Increases were seen for those over and below 70 years of age.
In addition, levels of antibodies and T-cells increased substantially between the day before the fourth vaccination and 14 days after for both types of fourth jab.
“Our results for immunogenicity are also consistent with the little observational evidence on vaccine effectiveness available from Israel, which indicates increased protection against symptomatic infection and severe illness from a fourth-dose booster,” the team write.

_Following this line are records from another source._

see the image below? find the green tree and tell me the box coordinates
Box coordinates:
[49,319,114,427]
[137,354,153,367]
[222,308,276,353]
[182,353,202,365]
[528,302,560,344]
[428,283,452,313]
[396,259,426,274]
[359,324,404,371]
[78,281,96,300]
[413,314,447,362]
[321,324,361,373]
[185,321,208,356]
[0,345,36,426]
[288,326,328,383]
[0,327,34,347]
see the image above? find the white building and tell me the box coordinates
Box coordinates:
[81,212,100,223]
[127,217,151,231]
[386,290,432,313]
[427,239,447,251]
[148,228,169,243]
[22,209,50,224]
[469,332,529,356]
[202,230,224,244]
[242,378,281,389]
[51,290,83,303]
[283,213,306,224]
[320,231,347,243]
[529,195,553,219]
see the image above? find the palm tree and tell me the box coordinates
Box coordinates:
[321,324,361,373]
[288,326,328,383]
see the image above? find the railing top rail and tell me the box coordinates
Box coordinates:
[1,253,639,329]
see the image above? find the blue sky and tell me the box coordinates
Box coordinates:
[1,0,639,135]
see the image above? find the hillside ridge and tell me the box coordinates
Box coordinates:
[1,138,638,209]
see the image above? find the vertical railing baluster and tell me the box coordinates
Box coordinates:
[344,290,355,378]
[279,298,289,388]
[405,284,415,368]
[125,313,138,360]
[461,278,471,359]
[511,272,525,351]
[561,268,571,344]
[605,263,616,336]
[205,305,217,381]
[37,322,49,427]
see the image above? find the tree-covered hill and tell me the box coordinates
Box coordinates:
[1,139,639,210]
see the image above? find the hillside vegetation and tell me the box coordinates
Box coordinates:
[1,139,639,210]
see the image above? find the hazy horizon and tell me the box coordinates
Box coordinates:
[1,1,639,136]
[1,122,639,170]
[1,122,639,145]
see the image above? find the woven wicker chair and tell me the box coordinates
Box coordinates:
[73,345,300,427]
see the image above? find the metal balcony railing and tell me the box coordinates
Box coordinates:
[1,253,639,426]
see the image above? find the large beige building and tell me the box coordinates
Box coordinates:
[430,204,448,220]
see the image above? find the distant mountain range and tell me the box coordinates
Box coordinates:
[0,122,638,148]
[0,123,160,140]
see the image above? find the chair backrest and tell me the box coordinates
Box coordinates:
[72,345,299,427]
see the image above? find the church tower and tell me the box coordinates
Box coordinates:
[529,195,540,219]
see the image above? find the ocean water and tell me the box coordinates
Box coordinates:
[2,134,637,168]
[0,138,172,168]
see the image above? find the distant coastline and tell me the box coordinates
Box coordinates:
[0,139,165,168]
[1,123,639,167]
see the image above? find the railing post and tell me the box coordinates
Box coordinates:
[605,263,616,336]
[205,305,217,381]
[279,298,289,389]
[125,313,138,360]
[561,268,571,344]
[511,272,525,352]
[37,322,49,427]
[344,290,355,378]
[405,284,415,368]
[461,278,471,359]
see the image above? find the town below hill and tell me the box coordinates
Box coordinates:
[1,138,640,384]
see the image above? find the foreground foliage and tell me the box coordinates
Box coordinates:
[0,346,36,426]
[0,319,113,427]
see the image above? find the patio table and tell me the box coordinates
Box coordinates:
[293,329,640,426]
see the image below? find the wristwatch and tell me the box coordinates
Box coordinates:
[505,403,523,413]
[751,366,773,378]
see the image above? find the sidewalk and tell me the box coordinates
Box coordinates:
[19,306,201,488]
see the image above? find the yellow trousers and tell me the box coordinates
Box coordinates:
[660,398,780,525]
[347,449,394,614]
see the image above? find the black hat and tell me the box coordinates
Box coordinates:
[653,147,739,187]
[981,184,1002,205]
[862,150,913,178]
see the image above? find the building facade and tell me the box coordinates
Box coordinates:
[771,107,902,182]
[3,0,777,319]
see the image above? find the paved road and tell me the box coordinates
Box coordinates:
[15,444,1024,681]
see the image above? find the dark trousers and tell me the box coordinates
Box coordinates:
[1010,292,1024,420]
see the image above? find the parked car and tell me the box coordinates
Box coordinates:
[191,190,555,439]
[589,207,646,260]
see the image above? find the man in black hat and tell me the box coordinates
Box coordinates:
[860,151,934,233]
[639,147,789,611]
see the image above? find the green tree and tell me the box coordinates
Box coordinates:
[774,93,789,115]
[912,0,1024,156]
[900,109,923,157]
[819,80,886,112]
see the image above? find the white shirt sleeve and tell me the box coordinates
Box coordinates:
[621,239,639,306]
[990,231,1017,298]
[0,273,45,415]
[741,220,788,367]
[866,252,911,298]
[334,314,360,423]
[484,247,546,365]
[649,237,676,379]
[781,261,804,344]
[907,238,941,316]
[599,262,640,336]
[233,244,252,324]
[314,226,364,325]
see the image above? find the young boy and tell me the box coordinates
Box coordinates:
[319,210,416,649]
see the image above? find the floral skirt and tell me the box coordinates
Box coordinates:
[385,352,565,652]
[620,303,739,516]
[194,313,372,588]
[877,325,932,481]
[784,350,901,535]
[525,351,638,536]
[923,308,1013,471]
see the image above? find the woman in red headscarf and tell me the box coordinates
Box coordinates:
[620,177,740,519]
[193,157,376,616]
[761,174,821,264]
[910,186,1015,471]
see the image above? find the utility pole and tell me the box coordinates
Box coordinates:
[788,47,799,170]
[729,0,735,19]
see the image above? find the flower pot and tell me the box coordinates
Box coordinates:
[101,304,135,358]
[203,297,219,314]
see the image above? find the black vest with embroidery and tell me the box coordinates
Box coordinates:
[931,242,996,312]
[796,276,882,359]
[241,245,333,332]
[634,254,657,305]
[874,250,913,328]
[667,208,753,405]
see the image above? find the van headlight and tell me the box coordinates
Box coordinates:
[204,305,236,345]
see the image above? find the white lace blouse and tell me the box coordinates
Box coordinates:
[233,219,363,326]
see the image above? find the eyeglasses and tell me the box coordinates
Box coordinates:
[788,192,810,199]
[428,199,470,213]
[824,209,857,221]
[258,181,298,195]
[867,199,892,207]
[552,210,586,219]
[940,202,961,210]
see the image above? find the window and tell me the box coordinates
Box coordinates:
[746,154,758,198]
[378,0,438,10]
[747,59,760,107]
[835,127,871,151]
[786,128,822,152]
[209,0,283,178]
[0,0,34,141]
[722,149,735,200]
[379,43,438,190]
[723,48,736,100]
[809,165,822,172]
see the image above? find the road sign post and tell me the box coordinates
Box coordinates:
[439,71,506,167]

Faust added that those who had little waning of their immune responses before their fourth dose gained only a limited increase in their immune responses as a result of the booster – with similar findings for others who had a recent history of a Covid infection. “That indicates there may be a ceiling, a maximum antibody level with the T-cell response effects,” he said.
Faust said it was up to the UK’s Joint Committee on Vaccination and Immunisation to decide whether a second booster should be offered more widely.
Some experts have suggested in the current circumstances those yet to reach middle age might never be offered another Covid jab.
But Prof Danny Altmann, an immunologist at Imperial College London, said Omicron still posed a serious threat, adding that the new study demonstrated the added value of a fourth dose.
“Just because our first-generation vaccines wane rapidly and offer rather permeable protection nowadays, does not suggest we should give up and have no further boosters,” he said.
“On the contrary, [given] many of us, even with high apparent antibody levels, actually show [very little] protective neutralisation of Omicron, there is all the more urgency to use [fourth] doses – in all age groups – to boost levels back up into the protective range.”